Friday 2 February 2024

 

Bret Stephens
Feb. 2, 2024

Opinion Columnist

Attacking Iran’s Proxies Won’t Do the Job

Now that the Pentagon has launched strikes against Iranian-backed militias in Iraq and Syria, much of the news media will be sure to describe it as retaliation for a Jan. 28 drone attack on a remote U.S. military base in Jordan, which killed three American service members and injured another 34.

True — but not the whole truth.

The whole truth is that, since October alone, there have been some 160 attacks on American forces in Iraq and Syria, forces that are in the region principally to fight ISIS, one enemy that Iran and the U.S. have in common. In October, a drone loaded with explosives hit a U.S. barracks in Iraq. Major casualties were averted only because the explosives failed to detonate. On Christmas, another drone strike left a piece of shrapnel lodged in the head of the chief warrant officer Garrett Illerbrunn. He is recovering in the United States after spending days in a coma.

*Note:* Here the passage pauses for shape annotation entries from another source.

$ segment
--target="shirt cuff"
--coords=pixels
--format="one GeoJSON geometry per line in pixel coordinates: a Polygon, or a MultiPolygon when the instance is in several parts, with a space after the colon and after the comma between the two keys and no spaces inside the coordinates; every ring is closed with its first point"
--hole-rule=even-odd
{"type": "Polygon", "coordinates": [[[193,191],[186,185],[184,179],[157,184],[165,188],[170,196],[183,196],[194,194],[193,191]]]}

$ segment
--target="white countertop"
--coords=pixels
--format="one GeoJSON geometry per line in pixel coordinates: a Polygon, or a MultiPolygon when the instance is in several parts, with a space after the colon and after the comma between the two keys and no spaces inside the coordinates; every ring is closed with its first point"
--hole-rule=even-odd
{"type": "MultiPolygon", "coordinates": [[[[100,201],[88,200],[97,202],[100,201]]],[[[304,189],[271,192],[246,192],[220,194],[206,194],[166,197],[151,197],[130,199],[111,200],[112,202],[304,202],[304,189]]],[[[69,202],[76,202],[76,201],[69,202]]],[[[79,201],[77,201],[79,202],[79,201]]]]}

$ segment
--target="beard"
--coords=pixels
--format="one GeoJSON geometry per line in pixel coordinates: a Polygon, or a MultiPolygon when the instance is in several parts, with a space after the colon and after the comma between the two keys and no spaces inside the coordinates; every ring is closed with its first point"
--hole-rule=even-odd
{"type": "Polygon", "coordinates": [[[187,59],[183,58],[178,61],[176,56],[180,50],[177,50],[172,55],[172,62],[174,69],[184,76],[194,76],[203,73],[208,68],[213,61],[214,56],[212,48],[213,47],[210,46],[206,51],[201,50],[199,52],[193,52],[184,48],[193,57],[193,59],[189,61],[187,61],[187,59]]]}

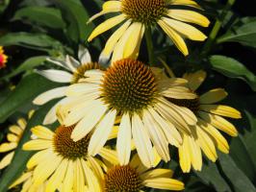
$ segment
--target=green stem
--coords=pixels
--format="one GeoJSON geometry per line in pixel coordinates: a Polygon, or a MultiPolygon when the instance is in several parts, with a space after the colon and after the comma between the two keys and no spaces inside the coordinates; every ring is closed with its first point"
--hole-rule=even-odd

This is to say nothing of direct attacks by the Iranian-backed Houthis in Yemen on U.S. Navy ships protecting sea lanes in the Red Sea. Already, two members of the Navy SEAL team died there in January during an effort to seize a ship suspected of ferrying Iranian weapons to the Houthis.

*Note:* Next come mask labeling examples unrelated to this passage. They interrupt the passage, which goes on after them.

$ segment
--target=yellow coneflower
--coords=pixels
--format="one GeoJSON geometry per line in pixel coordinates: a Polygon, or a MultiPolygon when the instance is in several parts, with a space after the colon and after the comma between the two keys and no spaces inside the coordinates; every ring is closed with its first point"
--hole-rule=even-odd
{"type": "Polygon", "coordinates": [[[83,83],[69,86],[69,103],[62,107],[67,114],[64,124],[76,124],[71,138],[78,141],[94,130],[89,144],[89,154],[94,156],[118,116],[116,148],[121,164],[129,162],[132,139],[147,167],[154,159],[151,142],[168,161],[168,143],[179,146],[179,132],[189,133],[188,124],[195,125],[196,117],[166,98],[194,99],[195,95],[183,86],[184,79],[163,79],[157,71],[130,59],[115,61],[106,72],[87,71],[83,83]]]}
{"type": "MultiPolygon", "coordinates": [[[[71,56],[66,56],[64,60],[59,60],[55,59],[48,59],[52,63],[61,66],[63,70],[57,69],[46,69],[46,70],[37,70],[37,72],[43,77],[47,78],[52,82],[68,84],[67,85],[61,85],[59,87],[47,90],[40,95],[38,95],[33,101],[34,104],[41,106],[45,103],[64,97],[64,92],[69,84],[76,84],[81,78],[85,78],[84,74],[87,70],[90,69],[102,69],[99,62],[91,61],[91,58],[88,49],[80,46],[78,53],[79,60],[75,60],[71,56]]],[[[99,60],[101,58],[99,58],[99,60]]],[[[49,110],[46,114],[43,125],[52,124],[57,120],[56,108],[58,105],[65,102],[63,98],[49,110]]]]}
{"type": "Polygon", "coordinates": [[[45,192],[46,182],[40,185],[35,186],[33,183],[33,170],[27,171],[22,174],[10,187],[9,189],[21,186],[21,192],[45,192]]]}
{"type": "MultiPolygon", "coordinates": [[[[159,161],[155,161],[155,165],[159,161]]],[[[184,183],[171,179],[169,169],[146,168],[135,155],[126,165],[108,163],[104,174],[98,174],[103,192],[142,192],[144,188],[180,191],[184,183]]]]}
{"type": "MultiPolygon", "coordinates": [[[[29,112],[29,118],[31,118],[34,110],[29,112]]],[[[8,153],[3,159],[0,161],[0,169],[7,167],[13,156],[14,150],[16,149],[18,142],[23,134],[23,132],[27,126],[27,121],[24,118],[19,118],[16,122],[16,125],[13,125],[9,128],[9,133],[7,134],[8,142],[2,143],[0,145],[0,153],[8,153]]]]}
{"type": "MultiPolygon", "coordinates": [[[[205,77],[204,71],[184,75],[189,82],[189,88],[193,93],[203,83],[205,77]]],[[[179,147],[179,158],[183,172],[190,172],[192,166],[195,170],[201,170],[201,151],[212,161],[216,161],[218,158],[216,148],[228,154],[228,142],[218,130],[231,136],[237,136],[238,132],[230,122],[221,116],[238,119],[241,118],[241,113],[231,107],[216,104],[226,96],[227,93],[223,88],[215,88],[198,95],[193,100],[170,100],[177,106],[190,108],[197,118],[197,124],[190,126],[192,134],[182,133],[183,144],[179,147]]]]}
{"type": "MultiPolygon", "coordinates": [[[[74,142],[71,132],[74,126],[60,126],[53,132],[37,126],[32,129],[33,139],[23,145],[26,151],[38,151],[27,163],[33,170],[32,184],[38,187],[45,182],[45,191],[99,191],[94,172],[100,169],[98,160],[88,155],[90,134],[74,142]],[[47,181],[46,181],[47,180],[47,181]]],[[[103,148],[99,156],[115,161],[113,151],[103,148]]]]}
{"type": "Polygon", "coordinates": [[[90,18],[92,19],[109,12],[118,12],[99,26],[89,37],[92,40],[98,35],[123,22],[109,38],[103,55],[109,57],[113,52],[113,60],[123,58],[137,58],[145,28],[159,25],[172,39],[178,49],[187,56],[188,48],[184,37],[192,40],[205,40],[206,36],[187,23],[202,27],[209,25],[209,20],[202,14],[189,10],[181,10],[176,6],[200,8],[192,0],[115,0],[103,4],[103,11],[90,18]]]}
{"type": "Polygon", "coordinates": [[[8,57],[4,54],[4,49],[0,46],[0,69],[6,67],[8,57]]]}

The Biden administration has responded to some of these previous attacks with precision strikes — attempting to send a message to Tehran while hoping to avoid escalation. It hasn’t worked. To adapt an adage attributed to Leon Trotsky, we may not be interested in making war on Iran, but Iran is interested in making war on us.

What could get Tehran to stand down, at least for a time? Not attacking their proxies, which are now surely dispersing their forces in anticipation of U.S. strikes. A better model was 1988’s Operation Praying Mantis, a military operation launched in retaliation for an Iranian mine that nearly sank an American frigate during a period when Tehran was constantly attacking oil shipping in the Persian Gulf.

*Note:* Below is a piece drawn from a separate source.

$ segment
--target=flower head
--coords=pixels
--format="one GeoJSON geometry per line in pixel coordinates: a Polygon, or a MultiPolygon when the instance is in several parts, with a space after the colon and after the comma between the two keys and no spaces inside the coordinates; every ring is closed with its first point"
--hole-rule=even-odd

In that daylong engagement, the U.S. Navy sank six Iranian ships and destroyed two Iranian intelligence facilities on old oil platforms. Tehran got the point. Praying Mantis helped end Iran’s attacks on international shipping, and it was one of the factors that finally persuaded Iran’s leaders to agree to an end to the Iran-Iraq war.

Iran has used its proxies to start fires across the Middle East. They won’t be put out until the arsonist is taken down.